= Exemplification theory =

Metaphysical theory

Exemplification theory is a theory that states that an event is the exemplification of a property in an entity. This identity is often modeled as an "ordered triple" of an entity, property type, and time.

==Overview==
Much of exemplification theory is based on logic arguing that there are evolutionary advantages that stem from the ability to group events together. Humans do this by sifting through experiences to group those that seem to go together and coding the occurrence of events in a quantitative manner that allows them to make judgments (most often nonconsciously) of how frequently different events occur. These judgments are considered based on two cognitive devices: the availability heuristic and the representativeness heuristic.

The availability heuristic tells us that judgments of social phenomena are greatly influenced by the ease with which information comes to mind. Availability heuristics can be a useful tool for assessing frequency or probability of an event. Individuals that employ the availability heuristic evaluate the frequency of events based on the quickness with which pertinent instances come to mind.

The representativeness heuristic is a special case of availability. It stipulates that abstract base-rate information plays little role in quantitative judgments about event populations. Instead, these judgments are based on the sample of more concrete exemplars that are available to the individual at the time of decision making. Exemplification theory is a simple combination of these heuristics. It posits that since exemplars come to mind more easily than base-rates when accessing information, available exemplars will dominate base-rate information when making judgments of event populations.

Behavioral intentions are the direct determinants of behaviors. Much of this research focuses on the manipulation of attitudes, subjective norms, and/or behavioral control with the message having a direct impact on receivers based on the information provided and the presentation of base-rates and exemplars. Exemplification theory examines the role of base-rates and exemplars in communication messages. Individuals pay attention to (and are more influenced by) exemplars than by base-rate data. Base-rates are not always inconsequential.

Criticism in the 1980s rejected exemplificationism, charging that it ultimately conflates events with facts. Since then, exemplificationism has lost almost all of its previous popularity.

== Exemplars and base-rates ==
An exemplar is an instance of an event population that shares essential features with all other instances from the group of events that is defined by those features. In a sense, exemplars are case reports used to represent characteristics typical of a group of event. Commonly, exemplars are illustrative representations of information. An exemplar will provide a demonstration of an event.

Exemplars used in conjunction with base-rates as case illustrations of event populations to enhance or detract from given base-rate information as the salient features of the exemplar are representative of the event population. As with news reports, exemplars are often added to provide a description of an event being discussed within a report and are chosen for their entertaining qualities.

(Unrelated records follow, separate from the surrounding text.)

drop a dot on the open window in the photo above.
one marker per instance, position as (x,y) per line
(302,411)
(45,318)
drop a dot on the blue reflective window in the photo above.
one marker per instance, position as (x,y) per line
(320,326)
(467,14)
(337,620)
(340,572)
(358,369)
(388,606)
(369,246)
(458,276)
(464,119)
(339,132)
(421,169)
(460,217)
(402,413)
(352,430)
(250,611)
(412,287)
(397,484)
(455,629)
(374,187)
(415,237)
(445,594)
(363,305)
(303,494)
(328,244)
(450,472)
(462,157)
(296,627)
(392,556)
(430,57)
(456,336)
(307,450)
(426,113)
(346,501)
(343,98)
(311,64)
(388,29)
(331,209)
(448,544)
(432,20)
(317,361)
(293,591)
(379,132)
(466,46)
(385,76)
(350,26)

Base-rates present descriptions limited to certain general features of the event population. Base-rate information often comes in the form of a numerical representation such as the frequency with which an event occurs. Typically it is thought of as quantitative information
about population events or a general description of the number of things or people in the setting.

Base-rates are said to be less illustrative or vivid than exemplar information. They have not been examined as often as exemplars. They are overwhelmed by exemplars in many circumstances, it does not appear that they are always ignored. Prior investigations suggest that base-rates are perceived by decision makers as more reliable and can influence decisional confidence more than exemplars. Base-rates are perceived as more truthful, precise, and accurate than exemplars. Nevertheless, recent research has shown that exemplification effects are prone to other perceptual phenomena.

Some research suggests several disadvantages to the use of exemplars, particularly in relation to perceptual bias that might result from their use. Exemplars are also said to play a role in perpetuating negative stereotypes, and in isolation are frequently found to be inefficient sources of information.

Exemplar information has largely been found to be less reliable than base-rate information. In part, because it is seldom collected or presented in a systematic manner.

Exemplification research demonstrates that individuals often base their assessment of social reality more strongly on attributes of the exemplars selected for inclusion in media reports than statistical representations of information. This has been found problematic when the exemplar is atypical and chosen for its entertaining or sensational qualities, a common occurrence within news stories.